In my post, “Causality, Chance, and Connections,” I have already alluded to one of the biggest mysterious connections that has bedeviled me over the years, namely, the brief suggestion I found in an art book over 50 years ago in the mid-1960s that the human images of Buddha that appeared in statues some four to five hundred years after his life came from the influence of Greek settlers left by Alexander the Great around 300 BC in the Gandhara region of then northwest India (now Pakistan).

I spent decades trying to verify this story.  For some time I have wanted to write an article about what I found.  But it was such a vast and nebulous tale, that I was reluctant to hazard my limited view of the matter.  Nevertheless, I finally could not resist, so here is my sketch of the great Greek Buddha mystery.

See the Greek-Indian Connection

(Update 1/8/2024)  Buddha in Egypt

It looks like new evidence of ancient links between India and the Mediterranean world are being discovered all the time.  This article about a statue of Buddha found in Egypt dating to the early Roman period is fascinating.  See Buddha in Egypt.

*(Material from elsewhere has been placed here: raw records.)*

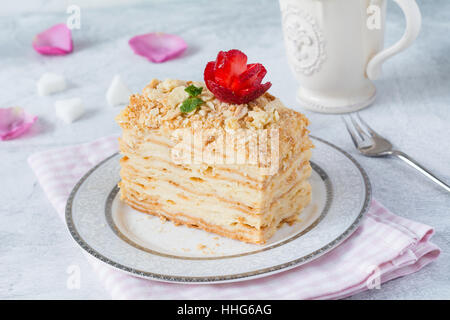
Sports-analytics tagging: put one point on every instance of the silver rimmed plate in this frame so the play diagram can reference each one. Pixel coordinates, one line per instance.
(145, 246)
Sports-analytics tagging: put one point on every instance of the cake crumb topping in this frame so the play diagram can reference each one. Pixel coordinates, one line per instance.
(159, 106)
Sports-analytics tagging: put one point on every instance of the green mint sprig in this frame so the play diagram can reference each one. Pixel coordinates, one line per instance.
(193, 102)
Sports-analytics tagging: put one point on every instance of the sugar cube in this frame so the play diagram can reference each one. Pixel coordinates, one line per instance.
(69, 110)
(118, 93)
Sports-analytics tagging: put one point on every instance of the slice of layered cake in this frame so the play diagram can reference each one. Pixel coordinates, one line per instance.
(237, 166)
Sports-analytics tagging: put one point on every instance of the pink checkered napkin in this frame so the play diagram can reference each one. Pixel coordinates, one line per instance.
(385, 244)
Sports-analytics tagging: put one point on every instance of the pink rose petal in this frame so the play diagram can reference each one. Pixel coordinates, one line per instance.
(158, 47)
(14, 122)
(54, 41)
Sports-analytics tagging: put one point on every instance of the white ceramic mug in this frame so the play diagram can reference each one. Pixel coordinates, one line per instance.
(335, 48)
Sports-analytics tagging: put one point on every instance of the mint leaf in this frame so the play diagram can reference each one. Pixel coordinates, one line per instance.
(193, 90)
(190, 104)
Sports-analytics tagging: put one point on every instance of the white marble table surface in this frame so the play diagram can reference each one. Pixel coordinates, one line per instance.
(412, 109)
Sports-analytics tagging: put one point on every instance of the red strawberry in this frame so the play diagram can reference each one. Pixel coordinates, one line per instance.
(232, 80)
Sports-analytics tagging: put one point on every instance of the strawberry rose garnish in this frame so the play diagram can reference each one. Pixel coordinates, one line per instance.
(232, 80)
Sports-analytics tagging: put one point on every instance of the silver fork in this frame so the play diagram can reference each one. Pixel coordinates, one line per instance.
(371, 144)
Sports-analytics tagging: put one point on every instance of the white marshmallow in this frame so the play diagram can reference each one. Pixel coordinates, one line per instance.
(50, 83)
(118, 93)
(69, 110)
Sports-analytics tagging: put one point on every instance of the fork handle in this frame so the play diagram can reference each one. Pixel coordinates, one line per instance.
(413, 163)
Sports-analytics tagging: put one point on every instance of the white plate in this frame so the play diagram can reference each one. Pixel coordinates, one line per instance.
(145, 246)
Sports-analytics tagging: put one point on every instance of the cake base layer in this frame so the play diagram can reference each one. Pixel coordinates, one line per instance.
(241, 232)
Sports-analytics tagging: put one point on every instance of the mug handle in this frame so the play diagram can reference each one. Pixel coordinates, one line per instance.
(413, 24)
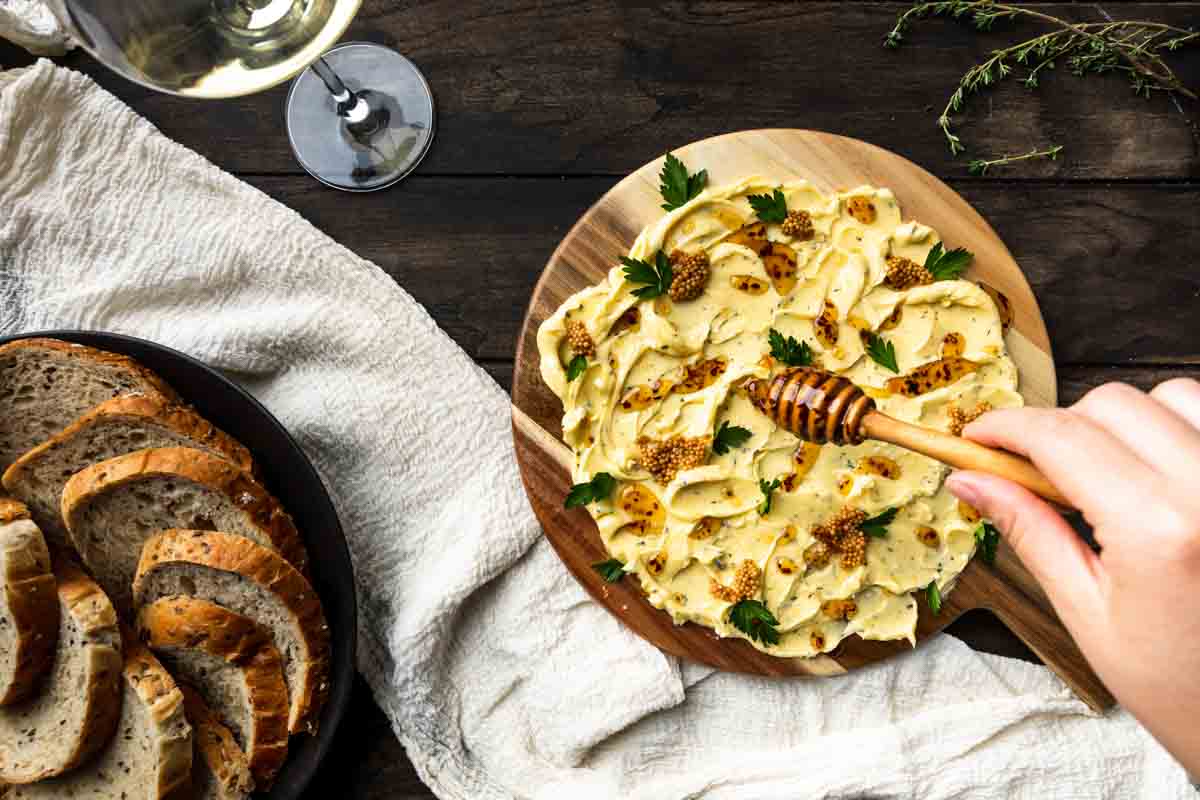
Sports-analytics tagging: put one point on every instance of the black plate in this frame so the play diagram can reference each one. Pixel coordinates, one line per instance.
(289, 476)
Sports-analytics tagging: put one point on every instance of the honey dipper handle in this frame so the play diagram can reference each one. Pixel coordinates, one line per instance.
(963, 453)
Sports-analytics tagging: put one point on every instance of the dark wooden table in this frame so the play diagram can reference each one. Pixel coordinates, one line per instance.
(544, 106)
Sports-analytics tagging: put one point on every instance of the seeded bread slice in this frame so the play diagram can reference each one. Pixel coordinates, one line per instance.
(45, 384)
(29, 605)
(220, 770)
(233, 665)
(75, 711)
(114, 506)
(115, 427)
(255, 582)
(150, 758)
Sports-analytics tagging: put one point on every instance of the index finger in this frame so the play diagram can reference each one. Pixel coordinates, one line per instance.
(1090, 465)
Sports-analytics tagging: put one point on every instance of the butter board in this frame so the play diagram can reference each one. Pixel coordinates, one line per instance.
(832, 163)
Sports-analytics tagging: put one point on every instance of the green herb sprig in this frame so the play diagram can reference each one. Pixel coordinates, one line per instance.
(882, 352)
(576, 367)
(877, 525)
(611, 570)
(769, 208)
(655, 276)
(755, 620)
(988, 540)
(599, 488)
(1134, 49)
(729, 437)
(948, 264)
(789, 350)
(934, 597)
(981, 166)
(767, 489)
(677, 186)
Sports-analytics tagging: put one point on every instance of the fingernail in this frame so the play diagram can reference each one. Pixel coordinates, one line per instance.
(963, 489)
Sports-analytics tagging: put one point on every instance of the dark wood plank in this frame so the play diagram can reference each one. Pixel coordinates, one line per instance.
(600, 86)
(367, 762)
(1111, 265)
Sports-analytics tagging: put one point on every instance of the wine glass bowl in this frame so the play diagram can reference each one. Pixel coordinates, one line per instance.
(359, 119)
(207, 48)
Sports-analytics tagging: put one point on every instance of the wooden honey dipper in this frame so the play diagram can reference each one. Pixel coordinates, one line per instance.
(821, 407)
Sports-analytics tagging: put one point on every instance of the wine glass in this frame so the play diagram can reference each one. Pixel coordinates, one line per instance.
(359, 118)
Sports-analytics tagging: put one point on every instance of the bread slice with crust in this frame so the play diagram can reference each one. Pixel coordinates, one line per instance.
(113, 507)
(255, 582)
(150, 757)
(29, 605)
(75, 711)
(115, 427)
(45, 384)
(220, 770)
(233, 665)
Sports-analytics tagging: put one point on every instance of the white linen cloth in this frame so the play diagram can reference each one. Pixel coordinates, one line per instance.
(30, 24)
(499, 675)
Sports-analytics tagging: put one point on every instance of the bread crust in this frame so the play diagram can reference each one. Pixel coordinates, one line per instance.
(96, 619)
(238, 554)
(178, 417)
(100, 356)
(202, 468)
(216, 746)
(189, 623)
(29, 591)
(165, 704)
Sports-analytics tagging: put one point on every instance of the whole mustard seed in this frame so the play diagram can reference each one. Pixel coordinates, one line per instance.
(580, 340)
(798, 224)
(905, 272)
(690, 275)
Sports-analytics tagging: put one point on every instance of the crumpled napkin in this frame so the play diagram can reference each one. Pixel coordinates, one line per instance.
(498, 673)
(30, 24)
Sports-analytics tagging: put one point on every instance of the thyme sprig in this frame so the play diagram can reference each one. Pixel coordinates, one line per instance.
(981, 166)
(1133, 48)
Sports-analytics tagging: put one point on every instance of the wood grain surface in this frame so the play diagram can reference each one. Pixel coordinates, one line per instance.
(545, 106)
(832, 163)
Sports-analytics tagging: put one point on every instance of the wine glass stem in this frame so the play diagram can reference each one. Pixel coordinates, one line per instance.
(349, 106)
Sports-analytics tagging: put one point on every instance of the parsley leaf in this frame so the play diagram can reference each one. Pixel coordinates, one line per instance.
(598, 488)
(882, 353)
(947, 265)
(934, 597)
(729, 437)
(677, 186)
(877, 525)
(988, 539)
(769, 208)
(790, 352)
(767, 488)
(657, 276)
(576, 367)
(755, 620)
(611, 570)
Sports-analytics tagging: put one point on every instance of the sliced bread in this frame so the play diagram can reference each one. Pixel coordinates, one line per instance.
(115, 427)
(113, 507)
(233, 665)
(255, 582)
(29, 605)
(75, 711)
(150, 758)
(45, 384)
(220, 770)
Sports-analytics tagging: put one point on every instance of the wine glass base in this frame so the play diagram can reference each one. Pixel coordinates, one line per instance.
(355, 163)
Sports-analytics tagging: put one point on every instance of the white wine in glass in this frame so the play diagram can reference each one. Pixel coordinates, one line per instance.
(359, 119)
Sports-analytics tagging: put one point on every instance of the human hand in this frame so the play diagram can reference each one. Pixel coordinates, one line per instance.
(1131, 462)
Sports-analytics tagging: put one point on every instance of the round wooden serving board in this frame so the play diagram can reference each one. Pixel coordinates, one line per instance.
(607, 230)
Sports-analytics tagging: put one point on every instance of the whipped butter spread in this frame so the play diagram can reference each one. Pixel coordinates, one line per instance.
(664, 376)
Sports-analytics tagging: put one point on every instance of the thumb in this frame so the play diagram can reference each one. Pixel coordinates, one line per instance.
(1049, 547)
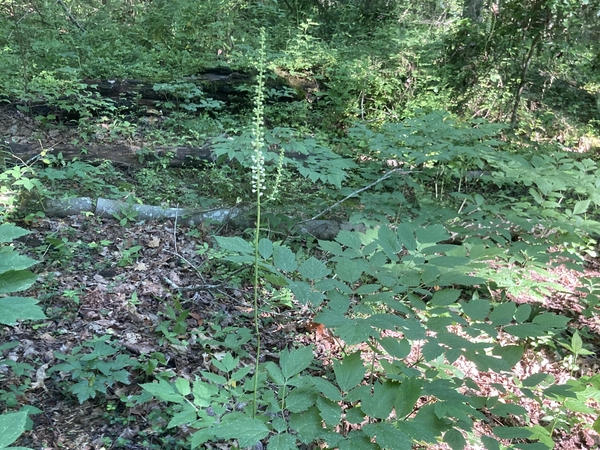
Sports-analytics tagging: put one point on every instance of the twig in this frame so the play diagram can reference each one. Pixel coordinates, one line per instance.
(385, 176)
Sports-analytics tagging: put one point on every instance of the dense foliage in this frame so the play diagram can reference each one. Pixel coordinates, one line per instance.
(458, 140)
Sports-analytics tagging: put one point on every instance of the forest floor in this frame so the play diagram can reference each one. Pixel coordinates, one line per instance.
(91, 283)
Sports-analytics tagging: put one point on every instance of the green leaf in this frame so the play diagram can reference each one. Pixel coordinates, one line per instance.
(183, 386)
(307, 425)
(503, 314)
(295, 361)
(581, 207)
(576, 342)
(445, 297)
(164, 391)
(381, 403)
(526, 330)
(283, 441)
(535, 379)
(349, 372)
(284, 259)
(10, 232)
(11, 427)
(551, 320)
(186, 416)
(350, 239)
(596, 425)
(19, 308)
(512, 432)
(477, 309)
(275, 373)
(408, 394)
(523, 312)
(83, 391)
(348, 270)
(432, 349)
(504, 409)
(490, 443)
(16, 280)
(388, 436)
(331, 412)
(405, 232)
(11, 260)
(398, 348)
(235, 244)
(327, 388)
(245, 429)
(432, 234)
(455, 439)
(299, 400)
(313, 269)
(265, 248)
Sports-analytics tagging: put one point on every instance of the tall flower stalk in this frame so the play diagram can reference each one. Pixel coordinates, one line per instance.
(258, 187)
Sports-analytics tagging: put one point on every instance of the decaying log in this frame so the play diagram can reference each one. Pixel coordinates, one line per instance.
(120, 154)
(319, 229)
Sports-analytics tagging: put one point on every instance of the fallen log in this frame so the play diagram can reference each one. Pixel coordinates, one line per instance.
(102, 207)
(119, 154)
(122, 154)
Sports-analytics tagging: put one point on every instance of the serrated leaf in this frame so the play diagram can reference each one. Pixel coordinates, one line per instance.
(477, 309)
(408, 393)
(284, 259)
(432, 349)
(348, 270)
(307, 425)
(331, 412)
(186, 416)
(581, 206)
(535, 379)
(380, 404)
(313, 269)
(405, 232)
(455, 439)
(503, 314)
(350, 239)
(299, 400)
(265, 248)
(576, 342)
(163, 391)
(13, 309)
(328, 389)
(11, 427)
(235, 244)
(432, 234)
(275, 373)
(387, 436)
(349, 372)
(551, 320)
(10, 260)
(83, 391)
(245, 429)
(283, 441)
(504, 409)
(445, 297)
(523, 312)
(526, 330)
(490, 443)
(295, 361)
(512, 432)
(398, 348)
(183, 386)
(16, 281)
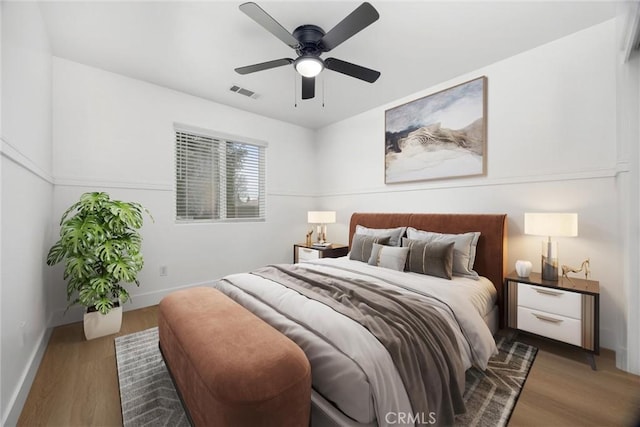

This article reawakens a question I have had for years but never had corroborated: why was monasticism claimed to have originated in Egypt, in particular the Sinai, around the first century CE, when it clearly existed in India with Theravada Buddhism that arose in the early days of Buddhism around 500 BCE?  Now this latest discovery in Egypt indicates the Egyptians were well aware of Indian religions and in particular Theravada Buddhism, which was dominant in Sri Lanka.  In fact, Wikipedia suggests that Sri Lanka was a major link to the ancient Egyptian port city Berenike where the Buddha statue was found.  Tis a puzzle.